All in a name
In the course of my research, I stumbled upon this set of reflections by retired rubber plantation company manager Douglas Hiorns, which he shared with the National Archives of Singapore in 1999. According to him, the origins of old place names were more from the ground up than top down:
So this crown reserve was what was known as Jalan or Lorong Puah Bak Tiong. So when houses were built on the roadside, it was natural to happen that the road was also known as this Jalan Puah Bak Tiong. But nobody wanted to have this name. So after some time, it was renamed and became Plantation Avenue. And to this day it is known as Plantation Avenue. So I think that one has to realise that in naming of roads, the government doesn’t come along and say, “Oh, we are going to call this Jalan Kayu or we are going to call this Lorong Buangkok.” The name would obviously grow from the inhabitants.
(Puah Bak Tiong is Hokkien for “Cemetery of Burst Stomachs”. The area which later became Plantation Avenue off Yio Chu Kang Road once had a cemetery for victims of infectious diseases, hence the graphic name.)
For instance there is one named the Tongkang Pecah, Lorong Tongkang Pecah and I can imagine that many years ago, you might have one Malay who lived around there meeting another Malay he’d not seen for many years and he’d say, “Oh, where do you live at present? I haven’t seen you for a long time.” He said, “Oh, I live along the road there.” “But where do you mean, where?” “Well, you know there’s just by my house there is a ‘tongkang pecah’, a broken barge, well I live there.” So, he’d probably call him Ahmad “tongkang pecah”. The Ahmad who lives in “tongkang pecah”. So gradually the area will become known as Tongkang Pecah. Then when the government goes around with their signboards up goes Tongkang Pecah.
(The area called Tongkang Pechah used to be by the Sungei Punggol. Of course, it has long disappeared, and it is now part of Sengkang town, served by Sengkang West Avenue.)

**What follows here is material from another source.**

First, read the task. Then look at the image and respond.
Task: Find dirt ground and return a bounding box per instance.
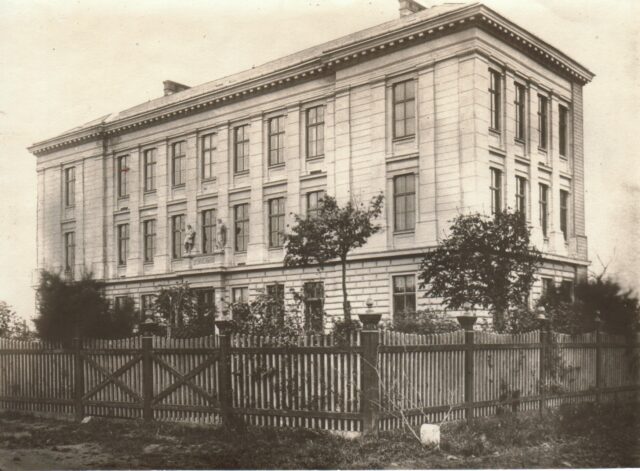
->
[0,406,640,471]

So that is how many of these names come into being, just by local usage. And it’s not that the name is given to it by the government, not at all. The names grow up with the people and they grow out of the locality and this is the interesting thing about it. Even Bras Basah Road, wet rice road. Obviously why, because the rice coming to Singapore, the grains would be spread out along the road to dry, so hence the name. And this is part of the history, the very names themselves suggest the trades, the people, the buildings, the activities that take place.
Hiorns was born in 1925, so he’s probably passed on by now - if so, may he rest in peace.